2.1. Cree la base de datos
La mayoría de las veces, cuando usamos BLAST+, deseamos crear una base de datos personalizada o una versión
local de una base de datos prefabricada para usar BLAST. NCBI proporciona varias bases de datos prediseñadas
que podrá descargar y usar en el siguiente enlace ftp://ftp.ncbi.nlm.nih.gov/blast/db/ . Suelen ser muy grandes y
están divididos en varios archivos (observe la cantidad de archivos necesarios para nr). Otra opcines es la base de
datos pdb. Este es un conjunto de datos que contiene todas las secuencias de proteínas asociadas con archivos
PDB (archivos de estructura de proteínas).

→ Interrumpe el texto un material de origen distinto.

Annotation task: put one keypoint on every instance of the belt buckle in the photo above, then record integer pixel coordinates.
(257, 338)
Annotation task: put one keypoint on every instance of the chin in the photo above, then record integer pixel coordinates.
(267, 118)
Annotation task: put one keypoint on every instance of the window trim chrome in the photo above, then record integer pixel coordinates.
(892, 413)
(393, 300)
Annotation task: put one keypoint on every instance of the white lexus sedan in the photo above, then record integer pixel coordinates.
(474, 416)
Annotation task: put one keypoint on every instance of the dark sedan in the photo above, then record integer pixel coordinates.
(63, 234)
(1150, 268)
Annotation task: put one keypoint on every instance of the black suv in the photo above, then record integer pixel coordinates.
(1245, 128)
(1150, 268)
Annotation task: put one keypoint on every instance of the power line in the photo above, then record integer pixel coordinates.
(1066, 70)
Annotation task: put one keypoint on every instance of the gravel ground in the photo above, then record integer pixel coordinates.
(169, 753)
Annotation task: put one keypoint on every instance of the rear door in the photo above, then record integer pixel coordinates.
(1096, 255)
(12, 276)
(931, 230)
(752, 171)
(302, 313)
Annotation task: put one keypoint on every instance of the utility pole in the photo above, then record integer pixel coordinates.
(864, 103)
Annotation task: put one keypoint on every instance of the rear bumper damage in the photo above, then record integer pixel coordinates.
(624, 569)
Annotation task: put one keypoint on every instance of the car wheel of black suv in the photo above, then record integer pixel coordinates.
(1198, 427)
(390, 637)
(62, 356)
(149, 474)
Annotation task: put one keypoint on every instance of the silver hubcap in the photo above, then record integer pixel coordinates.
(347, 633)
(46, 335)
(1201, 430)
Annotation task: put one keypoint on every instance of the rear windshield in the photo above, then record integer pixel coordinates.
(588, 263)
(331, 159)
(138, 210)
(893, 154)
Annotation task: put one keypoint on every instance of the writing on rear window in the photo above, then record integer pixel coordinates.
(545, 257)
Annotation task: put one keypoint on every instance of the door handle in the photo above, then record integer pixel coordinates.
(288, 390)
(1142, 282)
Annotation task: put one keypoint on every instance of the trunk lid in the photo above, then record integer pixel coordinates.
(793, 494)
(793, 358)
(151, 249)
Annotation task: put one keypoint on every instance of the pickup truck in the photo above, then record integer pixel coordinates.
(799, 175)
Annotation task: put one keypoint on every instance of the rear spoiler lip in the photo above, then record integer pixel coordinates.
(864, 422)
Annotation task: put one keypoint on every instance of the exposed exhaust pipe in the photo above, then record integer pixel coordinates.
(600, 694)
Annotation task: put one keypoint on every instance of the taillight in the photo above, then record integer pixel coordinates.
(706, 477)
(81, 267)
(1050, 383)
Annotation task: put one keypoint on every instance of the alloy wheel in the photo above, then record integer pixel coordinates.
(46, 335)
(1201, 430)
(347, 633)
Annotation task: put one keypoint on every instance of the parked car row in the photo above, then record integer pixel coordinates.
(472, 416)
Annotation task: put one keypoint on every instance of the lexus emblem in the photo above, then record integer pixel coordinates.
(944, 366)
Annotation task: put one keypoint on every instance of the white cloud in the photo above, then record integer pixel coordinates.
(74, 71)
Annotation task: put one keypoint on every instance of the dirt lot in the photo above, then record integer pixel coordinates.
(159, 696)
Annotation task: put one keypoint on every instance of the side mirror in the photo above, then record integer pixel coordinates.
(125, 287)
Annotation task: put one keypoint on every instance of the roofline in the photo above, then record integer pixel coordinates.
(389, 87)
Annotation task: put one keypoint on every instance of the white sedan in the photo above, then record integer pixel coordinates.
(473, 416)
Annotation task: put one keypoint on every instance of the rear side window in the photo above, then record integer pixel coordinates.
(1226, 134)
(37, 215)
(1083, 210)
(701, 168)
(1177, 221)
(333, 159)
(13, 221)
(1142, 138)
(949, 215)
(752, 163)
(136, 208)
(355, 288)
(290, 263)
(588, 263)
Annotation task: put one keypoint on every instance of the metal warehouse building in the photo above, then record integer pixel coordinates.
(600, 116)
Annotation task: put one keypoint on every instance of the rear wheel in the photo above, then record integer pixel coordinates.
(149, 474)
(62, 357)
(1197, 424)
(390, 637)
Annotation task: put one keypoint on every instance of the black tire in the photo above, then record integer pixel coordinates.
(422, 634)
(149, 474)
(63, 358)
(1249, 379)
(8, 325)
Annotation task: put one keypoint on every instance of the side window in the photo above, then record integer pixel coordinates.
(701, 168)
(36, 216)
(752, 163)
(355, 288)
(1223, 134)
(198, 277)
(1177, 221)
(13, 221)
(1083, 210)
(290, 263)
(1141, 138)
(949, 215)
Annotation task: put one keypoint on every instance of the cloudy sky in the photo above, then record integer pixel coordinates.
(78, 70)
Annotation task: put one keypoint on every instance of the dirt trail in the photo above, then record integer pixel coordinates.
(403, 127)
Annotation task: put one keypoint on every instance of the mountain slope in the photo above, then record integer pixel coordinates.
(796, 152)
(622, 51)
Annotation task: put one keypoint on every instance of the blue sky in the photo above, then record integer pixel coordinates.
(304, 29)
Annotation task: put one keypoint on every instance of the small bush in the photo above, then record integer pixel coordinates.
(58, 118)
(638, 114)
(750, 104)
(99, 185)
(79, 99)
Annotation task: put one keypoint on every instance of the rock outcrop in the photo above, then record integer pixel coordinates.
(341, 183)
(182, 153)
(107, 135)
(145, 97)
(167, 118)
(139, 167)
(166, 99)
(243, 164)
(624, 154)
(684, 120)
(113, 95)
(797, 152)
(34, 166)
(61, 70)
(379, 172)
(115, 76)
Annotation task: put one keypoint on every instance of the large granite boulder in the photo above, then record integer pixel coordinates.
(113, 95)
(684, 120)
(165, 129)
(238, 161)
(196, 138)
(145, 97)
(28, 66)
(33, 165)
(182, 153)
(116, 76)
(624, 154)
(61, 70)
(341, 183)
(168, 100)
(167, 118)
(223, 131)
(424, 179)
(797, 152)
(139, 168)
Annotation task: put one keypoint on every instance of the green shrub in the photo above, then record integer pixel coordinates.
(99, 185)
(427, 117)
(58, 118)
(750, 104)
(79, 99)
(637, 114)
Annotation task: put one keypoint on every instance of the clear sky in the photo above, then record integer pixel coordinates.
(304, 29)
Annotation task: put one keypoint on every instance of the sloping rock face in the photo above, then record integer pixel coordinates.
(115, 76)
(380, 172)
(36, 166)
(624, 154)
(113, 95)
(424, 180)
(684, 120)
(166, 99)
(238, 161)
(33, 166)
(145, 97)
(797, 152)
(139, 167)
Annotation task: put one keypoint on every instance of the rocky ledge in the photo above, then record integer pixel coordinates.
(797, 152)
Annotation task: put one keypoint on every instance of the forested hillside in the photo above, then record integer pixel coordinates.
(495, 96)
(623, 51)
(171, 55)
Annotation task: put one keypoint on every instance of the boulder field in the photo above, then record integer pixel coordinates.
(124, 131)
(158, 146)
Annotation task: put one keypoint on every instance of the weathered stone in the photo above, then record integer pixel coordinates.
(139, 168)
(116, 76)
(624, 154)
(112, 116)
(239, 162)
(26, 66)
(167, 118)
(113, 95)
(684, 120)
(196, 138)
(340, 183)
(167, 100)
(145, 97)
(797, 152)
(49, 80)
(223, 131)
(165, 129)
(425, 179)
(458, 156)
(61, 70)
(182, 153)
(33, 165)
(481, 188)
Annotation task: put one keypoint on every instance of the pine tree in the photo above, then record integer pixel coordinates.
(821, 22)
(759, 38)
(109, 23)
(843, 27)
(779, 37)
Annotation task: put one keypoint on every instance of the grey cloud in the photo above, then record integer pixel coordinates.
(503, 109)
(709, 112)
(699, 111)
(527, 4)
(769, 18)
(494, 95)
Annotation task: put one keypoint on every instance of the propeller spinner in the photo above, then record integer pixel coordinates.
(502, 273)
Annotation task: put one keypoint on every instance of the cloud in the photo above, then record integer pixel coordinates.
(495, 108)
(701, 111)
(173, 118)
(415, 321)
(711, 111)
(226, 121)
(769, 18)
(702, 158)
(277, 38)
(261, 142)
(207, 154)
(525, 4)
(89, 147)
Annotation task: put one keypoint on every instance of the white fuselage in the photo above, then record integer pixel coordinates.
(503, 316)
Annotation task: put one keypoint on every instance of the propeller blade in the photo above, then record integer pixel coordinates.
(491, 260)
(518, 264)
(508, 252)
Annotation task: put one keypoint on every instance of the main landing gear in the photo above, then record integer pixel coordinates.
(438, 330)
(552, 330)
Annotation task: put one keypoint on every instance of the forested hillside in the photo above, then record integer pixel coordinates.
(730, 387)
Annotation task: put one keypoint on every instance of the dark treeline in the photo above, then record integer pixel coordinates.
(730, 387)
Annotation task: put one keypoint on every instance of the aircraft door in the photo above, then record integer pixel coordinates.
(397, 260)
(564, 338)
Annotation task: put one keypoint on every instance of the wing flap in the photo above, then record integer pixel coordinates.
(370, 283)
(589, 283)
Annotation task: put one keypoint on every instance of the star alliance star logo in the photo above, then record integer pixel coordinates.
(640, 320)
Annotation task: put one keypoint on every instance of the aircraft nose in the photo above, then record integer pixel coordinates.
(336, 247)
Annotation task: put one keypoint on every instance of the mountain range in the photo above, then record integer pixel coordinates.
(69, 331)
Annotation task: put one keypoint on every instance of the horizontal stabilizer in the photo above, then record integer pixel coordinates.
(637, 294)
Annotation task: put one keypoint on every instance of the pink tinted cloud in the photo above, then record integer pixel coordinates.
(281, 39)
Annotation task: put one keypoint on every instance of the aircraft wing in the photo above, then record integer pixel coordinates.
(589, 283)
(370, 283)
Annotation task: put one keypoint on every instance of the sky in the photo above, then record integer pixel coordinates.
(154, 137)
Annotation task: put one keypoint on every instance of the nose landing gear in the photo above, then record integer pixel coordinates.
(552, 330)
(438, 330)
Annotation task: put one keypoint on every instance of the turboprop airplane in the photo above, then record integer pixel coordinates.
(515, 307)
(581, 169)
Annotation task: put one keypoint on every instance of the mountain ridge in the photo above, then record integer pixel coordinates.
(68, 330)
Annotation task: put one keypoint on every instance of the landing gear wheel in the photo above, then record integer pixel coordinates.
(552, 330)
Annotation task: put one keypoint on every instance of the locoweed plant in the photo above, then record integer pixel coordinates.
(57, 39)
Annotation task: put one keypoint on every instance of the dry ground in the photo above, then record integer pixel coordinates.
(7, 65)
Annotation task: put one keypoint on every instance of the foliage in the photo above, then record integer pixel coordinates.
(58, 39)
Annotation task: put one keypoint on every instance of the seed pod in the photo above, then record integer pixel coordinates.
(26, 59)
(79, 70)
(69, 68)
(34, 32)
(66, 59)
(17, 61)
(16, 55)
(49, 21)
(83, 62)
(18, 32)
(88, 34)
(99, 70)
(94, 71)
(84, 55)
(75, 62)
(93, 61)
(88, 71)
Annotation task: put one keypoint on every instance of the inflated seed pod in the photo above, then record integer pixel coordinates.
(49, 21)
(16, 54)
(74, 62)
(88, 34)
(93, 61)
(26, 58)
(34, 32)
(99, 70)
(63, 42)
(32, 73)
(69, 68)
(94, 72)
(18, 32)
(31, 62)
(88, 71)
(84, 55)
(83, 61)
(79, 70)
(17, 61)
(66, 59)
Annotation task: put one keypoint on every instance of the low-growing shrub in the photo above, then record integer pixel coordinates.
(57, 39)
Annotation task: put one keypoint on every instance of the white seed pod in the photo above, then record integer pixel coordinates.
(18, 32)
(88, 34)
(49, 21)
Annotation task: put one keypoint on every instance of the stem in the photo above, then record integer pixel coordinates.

A menudo no queremos utilizar todo NR, ni ninguna de las bases de datos prefabricadas proporcionadas por NCBI.
Es posible que queramos usar una base de datos personalizada de solo las especies o genes que nos interesan
(Este puede ser nuestro caso). Si tenemos un archivo en formato fasta (no alineado) de estas secuencias, podemos
crear una base de datos a partir de esto con el comando makeblastdb .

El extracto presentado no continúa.